“İnsan her adımını mezardan uzaklaşmak için atar, yine her adımda mezara bir adım daha yaklaşır! (Nitekim her nefesini hayatını uzatmak için alır. Yine her nefeste hayatından bir nefeslik zaman azalır!) İşte Ali Bey de bu türden olarak Çamlıca’dan uzak kalmak arzusuyla yol değiştirmeye başladı fakat her yol değiştirdikçe Çamlıca’ya daha kestirme ulaşan bir sokağa girerdi.”

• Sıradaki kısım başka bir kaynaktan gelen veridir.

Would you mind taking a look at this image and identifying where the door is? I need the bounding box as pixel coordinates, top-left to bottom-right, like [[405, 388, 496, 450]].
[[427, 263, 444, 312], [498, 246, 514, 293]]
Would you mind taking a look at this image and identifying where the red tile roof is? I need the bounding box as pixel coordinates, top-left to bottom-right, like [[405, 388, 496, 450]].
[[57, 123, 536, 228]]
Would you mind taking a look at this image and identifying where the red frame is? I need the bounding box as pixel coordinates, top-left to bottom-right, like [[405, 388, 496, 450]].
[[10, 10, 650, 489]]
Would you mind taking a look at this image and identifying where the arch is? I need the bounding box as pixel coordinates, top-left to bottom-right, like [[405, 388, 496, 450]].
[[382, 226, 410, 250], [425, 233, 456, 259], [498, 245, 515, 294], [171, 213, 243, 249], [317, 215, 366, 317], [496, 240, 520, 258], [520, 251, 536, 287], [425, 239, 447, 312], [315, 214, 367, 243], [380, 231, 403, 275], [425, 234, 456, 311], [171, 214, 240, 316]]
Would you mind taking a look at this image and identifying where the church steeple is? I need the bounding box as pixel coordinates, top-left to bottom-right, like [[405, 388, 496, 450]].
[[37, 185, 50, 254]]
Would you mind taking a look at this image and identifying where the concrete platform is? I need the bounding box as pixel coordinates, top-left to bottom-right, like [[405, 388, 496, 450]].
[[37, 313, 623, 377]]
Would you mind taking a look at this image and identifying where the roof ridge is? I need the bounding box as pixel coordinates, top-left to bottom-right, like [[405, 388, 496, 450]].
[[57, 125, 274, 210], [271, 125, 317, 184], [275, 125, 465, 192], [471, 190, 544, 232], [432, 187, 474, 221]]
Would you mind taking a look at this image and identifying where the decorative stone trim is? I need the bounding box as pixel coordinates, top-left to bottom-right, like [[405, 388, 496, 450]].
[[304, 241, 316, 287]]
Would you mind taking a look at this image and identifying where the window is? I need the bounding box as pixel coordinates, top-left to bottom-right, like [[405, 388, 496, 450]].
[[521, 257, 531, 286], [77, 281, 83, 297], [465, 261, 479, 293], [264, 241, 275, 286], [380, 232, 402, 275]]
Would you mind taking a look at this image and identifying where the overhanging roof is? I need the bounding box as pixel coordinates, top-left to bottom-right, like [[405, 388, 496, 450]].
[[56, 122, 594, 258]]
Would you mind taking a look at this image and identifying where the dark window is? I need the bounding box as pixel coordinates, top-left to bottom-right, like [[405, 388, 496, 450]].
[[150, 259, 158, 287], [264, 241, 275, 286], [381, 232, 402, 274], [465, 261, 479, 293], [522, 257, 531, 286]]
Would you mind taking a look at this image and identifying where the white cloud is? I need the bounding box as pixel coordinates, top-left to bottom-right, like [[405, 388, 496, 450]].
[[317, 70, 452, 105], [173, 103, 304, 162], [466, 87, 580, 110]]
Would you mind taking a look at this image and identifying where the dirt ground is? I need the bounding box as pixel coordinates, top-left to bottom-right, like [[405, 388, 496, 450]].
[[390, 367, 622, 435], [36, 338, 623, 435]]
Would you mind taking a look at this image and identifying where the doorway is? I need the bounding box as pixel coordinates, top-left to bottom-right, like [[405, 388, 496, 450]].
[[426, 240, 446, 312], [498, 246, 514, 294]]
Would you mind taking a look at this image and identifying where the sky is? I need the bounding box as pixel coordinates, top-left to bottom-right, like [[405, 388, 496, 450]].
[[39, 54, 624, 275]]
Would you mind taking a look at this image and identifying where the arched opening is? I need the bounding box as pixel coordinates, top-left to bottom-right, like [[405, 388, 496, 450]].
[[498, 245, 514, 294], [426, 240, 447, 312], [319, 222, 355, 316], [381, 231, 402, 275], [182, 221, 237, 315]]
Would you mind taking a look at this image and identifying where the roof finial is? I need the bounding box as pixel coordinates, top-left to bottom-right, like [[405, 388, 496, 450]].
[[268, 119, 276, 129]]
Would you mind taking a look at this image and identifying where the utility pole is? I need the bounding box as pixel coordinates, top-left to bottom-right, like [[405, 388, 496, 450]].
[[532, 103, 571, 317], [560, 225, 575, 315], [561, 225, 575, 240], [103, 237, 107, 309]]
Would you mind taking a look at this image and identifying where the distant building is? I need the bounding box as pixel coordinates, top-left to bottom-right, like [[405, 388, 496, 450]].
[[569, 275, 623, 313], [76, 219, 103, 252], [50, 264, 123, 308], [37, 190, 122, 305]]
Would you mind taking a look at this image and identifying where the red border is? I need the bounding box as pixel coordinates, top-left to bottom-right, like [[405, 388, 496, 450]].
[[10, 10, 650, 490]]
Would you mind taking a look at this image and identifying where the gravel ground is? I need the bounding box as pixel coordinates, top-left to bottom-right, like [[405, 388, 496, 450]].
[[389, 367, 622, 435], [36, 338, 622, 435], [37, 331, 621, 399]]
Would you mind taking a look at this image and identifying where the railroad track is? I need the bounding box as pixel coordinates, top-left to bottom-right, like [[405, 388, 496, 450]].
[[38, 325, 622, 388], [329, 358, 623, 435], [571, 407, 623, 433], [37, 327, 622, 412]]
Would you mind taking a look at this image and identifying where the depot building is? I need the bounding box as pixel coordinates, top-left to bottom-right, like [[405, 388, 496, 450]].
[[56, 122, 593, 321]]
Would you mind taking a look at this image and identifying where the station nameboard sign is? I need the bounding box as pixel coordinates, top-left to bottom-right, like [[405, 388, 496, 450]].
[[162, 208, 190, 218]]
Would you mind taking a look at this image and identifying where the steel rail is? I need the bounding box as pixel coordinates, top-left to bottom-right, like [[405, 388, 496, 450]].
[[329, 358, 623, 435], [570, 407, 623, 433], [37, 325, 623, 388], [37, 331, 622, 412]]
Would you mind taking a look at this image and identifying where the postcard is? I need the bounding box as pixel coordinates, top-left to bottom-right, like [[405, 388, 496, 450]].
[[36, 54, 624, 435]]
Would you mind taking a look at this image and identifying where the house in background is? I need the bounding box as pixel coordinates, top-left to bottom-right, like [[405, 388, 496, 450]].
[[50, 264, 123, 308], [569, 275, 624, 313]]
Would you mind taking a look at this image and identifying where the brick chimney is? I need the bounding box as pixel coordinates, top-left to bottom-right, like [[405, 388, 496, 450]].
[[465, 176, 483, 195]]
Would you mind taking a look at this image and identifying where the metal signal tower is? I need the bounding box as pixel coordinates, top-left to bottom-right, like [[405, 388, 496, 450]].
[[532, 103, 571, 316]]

Yurtseverlik ve millet gibi kavramların Türk düşünce hayatına girmesine büyük katkısı olan ve “Vatan Şairi” olarak tarihe geçen Namık Kemal, ölümsüz eseri Vatan Yahut Silistre’nin sahnelenmesinin ardından Mağusa’ya sürgüne gönderildi. İlk romanı İntibah’ı bu sürgünde kaleme alan Kemal, hem Türk halk edebiyatından hem de Romantizm akımından etkilenerek ortaya toplumsal ve psikolojik tahlillerle dolu unutulmaz bir eser çıkardı.
Zengin bir ailenin çocuğu olan Ali Bey, Çamlıca’da Mehpeyker adlı bir kadınla tanışır. Mehpeyker’in hayat tarzı nedeniyle Ali Bey’in annesi, oğlunu böyle bir kadından uzak tutmak ister ve Ali Bey’in aklını çelmek için evlerine Dilaşub adında bir kız getirir. Mehpeyker, yaşadıkları tatsızlıkların ardından Dilaşub’la ilgilenmeye başlayan Ali Bey’in karşısına tekrar çıkacak ve hem kendisinin hem de Dilaşub ile Ali Bey’in hayatı ölümcül bir şekilde altüst olacaktır.